Weeder
A weeder is a utility which identifies binary identical files using a
fingerprint of CRC and filelength. With this informations it is possible
to seperate, exchange or delete large amounts of various binaries like:
archives, viruses (like in my case), pictures and many others.
The used algorithms are fast and reliable (for about 2GB (180.000) virus
samples it will take about 1 hour on a P200). It is prepared for different
datafiles and incorporates integrity-checking abilities.
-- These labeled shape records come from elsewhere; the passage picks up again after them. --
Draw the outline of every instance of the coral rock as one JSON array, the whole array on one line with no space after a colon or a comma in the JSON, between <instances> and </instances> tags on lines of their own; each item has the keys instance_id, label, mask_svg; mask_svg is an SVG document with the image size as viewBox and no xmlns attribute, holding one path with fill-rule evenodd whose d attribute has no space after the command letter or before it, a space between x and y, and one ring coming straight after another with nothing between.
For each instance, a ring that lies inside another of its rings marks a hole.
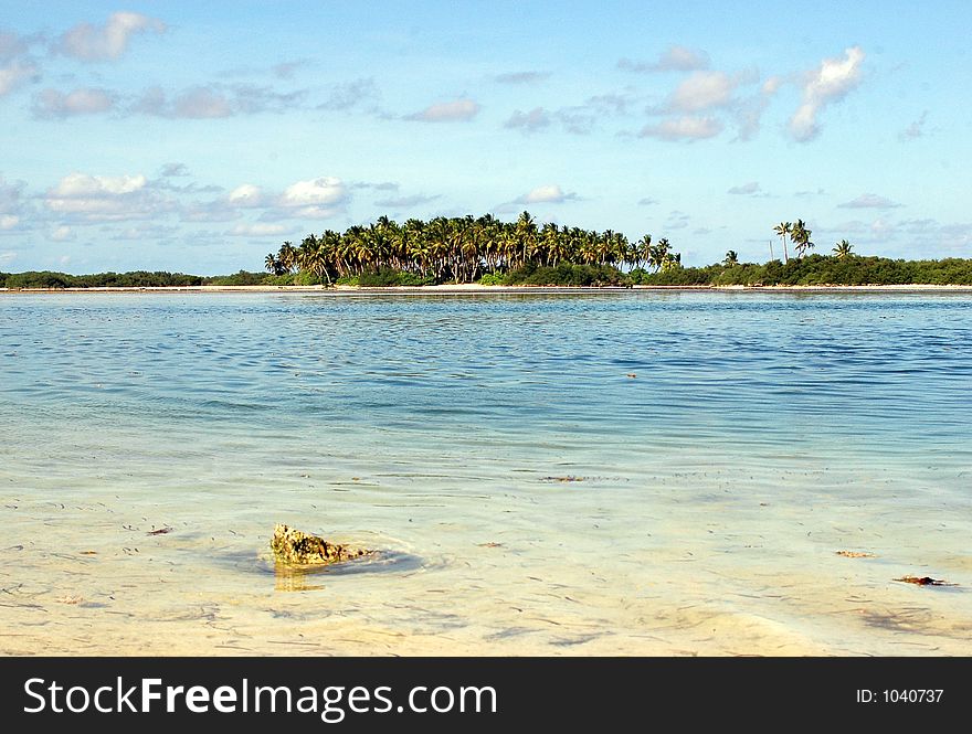
<instances>
[{"instance_id":1,"label":"coral rock","mask_svg":"<svg viewBox=\"0 0 972 734\"><path fill-rule=\"evenodd\" d=\"M323 538L302 533L299 530L283 524L274 528L270 546L277 561L302 565L341 563L371 553L371 551L362 549L328 543Z\"/></svg>"}]
</instances>

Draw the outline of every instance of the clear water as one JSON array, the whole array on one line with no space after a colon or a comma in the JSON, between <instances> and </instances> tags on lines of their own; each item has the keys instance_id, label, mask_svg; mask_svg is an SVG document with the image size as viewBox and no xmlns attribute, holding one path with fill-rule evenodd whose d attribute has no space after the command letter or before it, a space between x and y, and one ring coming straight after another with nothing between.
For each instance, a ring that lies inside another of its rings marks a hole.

This is my first Linux program. It is something I need for my work
and is to 50% made at Ikarus software, a antivirus company in vienna
and the rest my own effort. Usually I would place them at the header
but I have no cute ASCII logo for it ;-)
In antivirus research there are gigabytes of small files to process
and many of them are duplicates. Every day there are several files
(up to a few thousands) and somtimes packages with 100.000 and more.
Our serverspace is faster exhausted than we are able to buy harddisks
if we would not kick out every virus sample that is still in our
virus base (the chaotic part of the collection). At 1996 I first made
contact with a wonderful little (about 3KB) MSDOS tool called tbweeder.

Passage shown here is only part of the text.